Heart stenting: what it is and how the procedure is performed

Stenting Heart: What You Need to Know

Coronary stenting is the gold standard for treating blocked heart arteries. It’s a minimally invasive procedure that restores blood flow and can prevent serious heart damage. Instead of open-heart surgery, a small metal scaffold called a stent is placed inside the narrowed artery to keep it open. This ensures the heart receives enough oxygen and nutrients to function properly.

Why arteries get blocked
Arteries can gradually narrow over time due to cholesterol plaques forming on their walls. Think of it like mineral buildup in pipes—the more it accumulates, the narrower the passage becomes. Reduced blood flow can cause chest pain (angina) or, in the worst cases, a complete blockage (thrombosis). Interventional cardiologists note that patients often feel symptoms only when heart muscle damage has already begun. Stenting in heart is a reliable way to prevent permanent damage by reopening the artery early.

Diagnosis before stenting
Before placing a stent, doctors need to see the arteries from the inside. Coronary angiography, an X-ray procedure with contrast dye, shows exactly where blockages are. This test is recommended if:

  • There is suspicion of ischemic heart disease
  • The patient experiences chest pressure or discomfort
  • ECG or heart ultrasound indicates reduced blood flow

Angiography answers a key question: is medication enough, or is stenting heart necessary to prevent complications?
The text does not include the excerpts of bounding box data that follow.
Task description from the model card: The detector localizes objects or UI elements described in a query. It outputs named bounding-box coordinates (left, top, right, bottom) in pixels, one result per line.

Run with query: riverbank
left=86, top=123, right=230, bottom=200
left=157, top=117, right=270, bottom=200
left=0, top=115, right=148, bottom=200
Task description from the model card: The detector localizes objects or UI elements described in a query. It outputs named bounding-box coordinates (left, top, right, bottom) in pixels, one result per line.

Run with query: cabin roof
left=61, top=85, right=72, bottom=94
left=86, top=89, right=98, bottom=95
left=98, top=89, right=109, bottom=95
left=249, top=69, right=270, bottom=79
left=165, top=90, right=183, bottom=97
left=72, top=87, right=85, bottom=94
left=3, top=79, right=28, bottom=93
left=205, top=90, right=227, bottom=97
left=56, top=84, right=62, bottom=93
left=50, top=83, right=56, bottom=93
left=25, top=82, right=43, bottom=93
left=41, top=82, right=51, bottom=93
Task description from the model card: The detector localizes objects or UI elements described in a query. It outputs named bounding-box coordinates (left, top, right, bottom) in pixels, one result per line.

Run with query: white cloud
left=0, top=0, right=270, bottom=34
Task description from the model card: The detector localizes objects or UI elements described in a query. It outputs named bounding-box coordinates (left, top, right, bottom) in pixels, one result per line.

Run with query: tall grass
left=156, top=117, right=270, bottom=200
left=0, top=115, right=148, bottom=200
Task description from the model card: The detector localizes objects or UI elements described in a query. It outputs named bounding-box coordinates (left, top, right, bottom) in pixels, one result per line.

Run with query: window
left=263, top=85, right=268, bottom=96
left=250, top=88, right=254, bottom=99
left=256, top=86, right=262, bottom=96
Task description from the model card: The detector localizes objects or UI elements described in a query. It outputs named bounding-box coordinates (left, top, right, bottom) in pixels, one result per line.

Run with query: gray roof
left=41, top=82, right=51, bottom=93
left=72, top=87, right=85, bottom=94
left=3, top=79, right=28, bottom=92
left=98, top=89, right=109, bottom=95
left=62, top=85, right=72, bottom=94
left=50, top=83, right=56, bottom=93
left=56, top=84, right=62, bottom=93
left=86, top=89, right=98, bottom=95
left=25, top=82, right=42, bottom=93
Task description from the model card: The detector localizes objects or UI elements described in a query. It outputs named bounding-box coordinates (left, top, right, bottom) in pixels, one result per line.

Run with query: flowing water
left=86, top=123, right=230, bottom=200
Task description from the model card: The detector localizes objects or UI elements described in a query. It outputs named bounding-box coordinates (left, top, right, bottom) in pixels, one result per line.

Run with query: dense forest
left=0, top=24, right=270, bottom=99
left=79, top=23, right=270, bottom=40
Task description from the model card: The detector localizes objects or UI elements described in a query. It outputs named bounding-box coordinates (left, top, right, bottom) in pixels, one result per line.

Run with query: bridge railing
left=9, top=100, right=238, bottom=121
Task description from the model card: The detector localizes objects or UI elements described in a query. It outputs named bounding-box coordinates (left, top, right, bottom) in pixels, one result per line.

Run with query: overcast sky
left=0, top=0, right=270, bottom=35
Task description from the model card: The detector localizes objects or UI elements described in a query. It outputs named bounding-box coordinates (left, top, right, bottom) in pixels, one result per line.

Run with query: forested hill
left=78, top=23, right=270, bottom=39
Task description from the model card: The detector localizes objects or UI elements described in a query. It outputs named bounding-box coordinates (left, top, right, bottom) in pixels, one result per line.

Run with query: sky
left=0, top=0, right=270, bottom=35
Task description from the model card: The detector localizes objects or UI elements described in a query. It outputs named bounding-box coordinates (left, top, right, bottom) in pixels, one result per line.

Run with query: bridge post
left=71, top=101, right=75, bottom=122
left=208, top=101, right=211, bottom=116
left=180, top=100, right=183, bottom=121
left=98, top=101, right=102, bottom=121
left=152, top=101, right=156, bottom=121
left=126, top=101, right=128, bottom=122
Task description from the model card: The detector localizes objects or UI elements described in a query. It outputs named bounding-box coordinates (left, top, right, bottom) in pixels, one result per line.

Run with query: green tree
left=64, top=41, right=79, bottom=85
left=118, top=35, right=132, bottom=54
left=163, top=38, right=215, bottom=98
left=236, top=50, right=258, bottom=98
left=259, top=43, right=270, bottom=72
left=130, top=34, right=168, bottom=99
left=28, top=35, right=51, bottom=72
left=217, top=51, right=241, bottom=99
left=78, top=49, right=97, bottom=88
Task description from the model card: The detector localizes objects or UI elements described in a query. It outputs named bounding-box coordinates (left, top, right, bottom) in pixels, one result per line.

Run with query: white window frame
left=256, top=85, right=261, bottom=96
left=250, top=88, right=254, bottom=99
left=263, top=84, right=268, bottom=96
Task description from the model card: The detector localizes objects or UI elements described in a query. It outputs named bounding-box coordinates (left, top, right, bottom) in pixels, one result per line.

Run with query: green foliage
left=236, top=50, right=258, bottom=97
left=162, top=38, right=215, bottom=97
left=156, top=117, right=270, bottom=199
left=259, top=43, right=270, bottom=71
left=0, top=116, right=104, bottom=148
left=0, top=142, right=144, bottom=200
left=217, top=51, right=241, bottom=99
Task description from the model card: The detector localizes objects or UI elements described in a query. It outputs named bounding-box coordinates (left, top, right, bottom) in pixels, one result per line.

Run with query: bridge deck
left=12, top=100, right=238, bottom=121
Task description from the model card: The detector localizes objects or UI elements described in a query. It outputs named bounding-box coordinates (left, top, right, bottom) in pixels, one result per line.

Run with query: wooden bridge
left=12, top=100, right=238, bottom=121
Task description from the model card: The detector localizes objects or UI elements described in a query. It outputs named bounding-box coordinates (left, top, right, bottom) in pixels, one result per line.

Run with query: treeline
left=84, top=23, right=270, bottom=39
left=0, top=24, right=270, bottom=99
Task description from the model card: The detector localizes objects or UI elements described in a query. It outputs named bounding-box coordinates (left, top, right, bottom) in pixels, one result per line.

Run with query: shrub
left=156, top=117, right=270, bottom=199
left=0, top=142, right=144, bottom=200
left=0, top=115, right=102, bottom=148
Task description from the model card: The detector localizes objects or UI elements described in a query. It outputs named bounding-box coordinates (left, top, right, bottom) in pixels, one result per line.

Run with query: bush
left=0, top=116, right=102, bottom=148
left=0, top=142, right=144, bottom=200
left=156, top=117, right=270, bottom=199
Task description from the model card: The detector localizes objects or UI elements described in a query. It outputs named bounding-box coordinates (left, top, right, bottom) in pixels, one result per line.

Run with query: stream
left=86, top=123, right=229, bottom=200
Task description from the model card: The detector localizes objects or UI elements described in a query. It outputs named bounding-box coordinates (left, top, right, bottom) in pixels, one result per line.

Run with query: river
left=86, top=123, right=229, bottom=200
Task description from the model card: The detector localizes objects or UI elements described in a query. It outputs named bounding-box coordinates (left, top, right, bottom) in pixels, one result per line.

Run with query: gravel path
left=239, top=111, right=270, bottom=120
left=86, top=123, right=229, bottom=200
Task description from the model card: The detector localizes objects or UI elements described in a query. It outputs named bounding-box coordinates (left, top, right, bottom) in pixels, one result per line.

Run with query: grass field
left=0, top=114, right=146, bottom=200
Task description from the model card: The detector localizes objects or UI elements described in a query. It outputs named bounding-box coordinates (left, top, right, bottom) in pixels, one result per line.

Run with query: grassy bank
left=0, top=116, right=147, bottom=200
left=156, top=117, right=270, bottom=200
How is stenting in heart done?
The procedure is performed under local anesthesia in a catheterization lab. A small puncture is made in the wrist or groin. A thin catheter is guided to the coronary artery under X-ray control. At the narrowed spot, a balloon opens the artery, and a stent is placed to keep it expanded. Afterward, the catheter is removed, and the puncture site is bandaged. The procedure typically lasts 30–60 minutes, and patients are monitored for a short time afterward.

Types of stents
Drug-eluting stents (DES) are the most commonly used. They release medication that prevents the artery from narrowing again. Success also depends on stent quality—low-quality or uncertified stents carry serious risks, as they may lack proper coating or be made of inferior metal. Always choose certified stents to ensure safety.

Recovery and risks
Most patients feel better quickly after stenting in heart. Mild soreness, fatigue, or slight weakness in the first days is normal. The stent gradually integrates with your artery over 6–12 months. During this time, taking prescribed blood-thinning medications is critical. Follow your doctor’s guidance closely: avoid heavy lifting, hot baths, or strenuous activity during early recovery. Mild chest discomfort is normal, but severe pain requires immediate medical attention.

Possible complications include:

  • Restenosis (re-narrowing of the artery)
  • Stent thrombosis

High-quality drug-eluting stents and adherence to medication significantly reduce these risks.

Life after stenting
After recovery, patients can gradually resume normal activities. Light exercise, like 30–40 minute walks, is encouraged. One year after stenting, if symptoms do not return, activities such as sports, sauna, flights, and even MRIs are usually safe. Life after stenting can be fully active, with few restrictions.

Recovery timelines vary:

  • Planned procedures: 3–7 days
  • After a heart attack: several weeks under medical supervision

FAQs

Does it hurt?
Stenting heart is performed under local anesthesia, so patients usually feel no pain. Brief discomfort may occur during catheter insertion or balloon inflation. Mild soreness at the puncture site is common and temporary.

How many stents can be placed at once?
It depends on the number and length of blocked arteries. One or multiple stents can be placed in a single procedure.

Do stents need replacement?
Modern stents remain in the artery permanently and integrate into the vessel wall. Long-term success relies on following medication and doctor recommendations.

Will I need lifelong medication?
Yes, blood-thinning drugs are essential. Medications for blood pressure, cholesterol, and heart rhythm may also be prescribed. Never stop them without a doctor’s approval.

When can I return to work?
Office work: 7–10 days
Physically demanding jobs: longer, with doctor approval

Does stenting affect life expectancy?
Stenting heart reduces symptoms and improves prognosis, especially after a heart attack. With proper follow-up and risk management, patients can live a long, active, and full life.